Consolidation treatment

Since FL tends to relapse, consolidation with different approaches was studied for the advanced stage after response to induction therapy.

• - Autologous stem cell transplantation. Three randomized trials before the R era^120–122 and one after the advent of R¹²³ compared the outcome of High Dose Therapy followed by Autologous Stem Cell Transplantation (ASCT) versus conventional CT in first line: in all studies ASCT achieved a longer PFS, without any benefit in OS. This result was confirmed by a Cochrane meta-analysis,¹²⁴ which showed a trend toward increased risk of secondary malignancies in patients receiving ASCT. As a consequence, this approach is not justified as consolidation treatment after fist-line therapy outside of clinical trials.

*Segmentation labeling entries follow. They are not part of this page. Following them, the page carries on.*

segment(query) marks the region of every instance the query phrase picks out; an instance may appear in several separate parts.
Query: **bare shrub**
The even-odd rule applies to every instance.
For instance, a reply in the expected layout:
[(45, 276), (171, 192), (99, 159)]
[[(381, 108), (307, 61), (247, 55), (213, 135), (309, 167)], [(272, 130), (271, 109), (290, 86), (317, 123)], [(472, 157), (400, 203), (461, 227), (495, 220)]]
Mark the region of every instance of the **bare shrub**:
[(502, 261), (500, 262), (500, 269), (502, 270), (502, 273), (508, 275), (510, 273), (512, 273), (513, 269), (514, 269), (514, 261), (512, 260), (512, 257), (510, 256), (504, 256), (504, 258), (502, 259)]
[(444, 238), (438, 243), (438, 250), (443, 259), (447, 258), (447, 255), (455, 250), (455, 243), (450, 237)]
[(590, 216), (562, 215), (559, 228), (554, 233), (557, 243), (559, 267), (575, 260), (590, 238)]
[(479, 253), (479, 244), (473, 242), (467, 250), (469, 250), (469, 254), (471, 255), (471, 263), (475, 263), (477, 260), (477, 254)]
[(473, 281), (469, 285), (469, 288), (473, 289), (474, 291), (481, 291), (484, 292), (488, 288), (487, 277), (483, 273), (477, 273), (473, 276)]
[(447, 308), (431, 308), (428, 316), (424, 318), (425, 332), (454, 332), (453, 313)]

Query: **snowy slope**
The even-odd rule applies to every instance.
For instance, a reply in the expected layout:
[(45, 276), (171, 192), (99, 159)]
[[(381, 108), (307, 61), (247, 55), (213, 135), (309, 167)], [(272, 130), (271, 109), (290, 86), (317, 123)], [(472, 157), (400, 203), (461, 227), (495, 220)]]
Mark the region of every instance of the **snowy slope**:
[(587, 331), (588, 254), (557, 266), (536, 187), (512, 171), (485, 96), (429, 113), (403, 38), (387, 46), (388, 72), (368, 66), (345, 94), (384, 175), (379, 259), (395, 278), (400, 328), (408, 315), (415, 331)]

• - Radioimmunotherapy (RIT). RIT was used as front-line therapy in FL^125–128 with interesting results, but its use as consolidation therapy is of potentially greater importance in clinical practice. Phase II trials demonstrated the feasibility, tolerability, and efficacy of this strategy after first line therapy with CT alone^129,130 or R-containing therapy.^131–133 In a randomized trial RIT with yttrium-90 (90Y) - ibritumomab tiuxetan (Zevalin) as consolidation after first line chemotherapy produced a longer PFS compared to observation alone, but without any survival benefit.¹³⁴ This benefit was not confirmed by a subsequent randomized study.¹³⁵ Nevertheless, both US Food and Drug Administration and European Medicines Agency approved 90Y-Ibritumomab tiuxetan as consolidation therapy in untreated FL patients in partial or complete response after first-line induction therapy. A randomized phase II trial, comparing RIT consolidation with RM, showed a higher PFS with RM than with RIT consolidation, without any difference in OS.¹³⁶ Moreover, both strategies (RM and RIT consolidation) showed comparable incremental quality-adjusted life-years before the first progression, but a higher incidence of haematogical toxicity was observed in the RIT arm.¹³⁷ Therefore consolidation with RIT after standard R-based induction therapy is not routinely performed.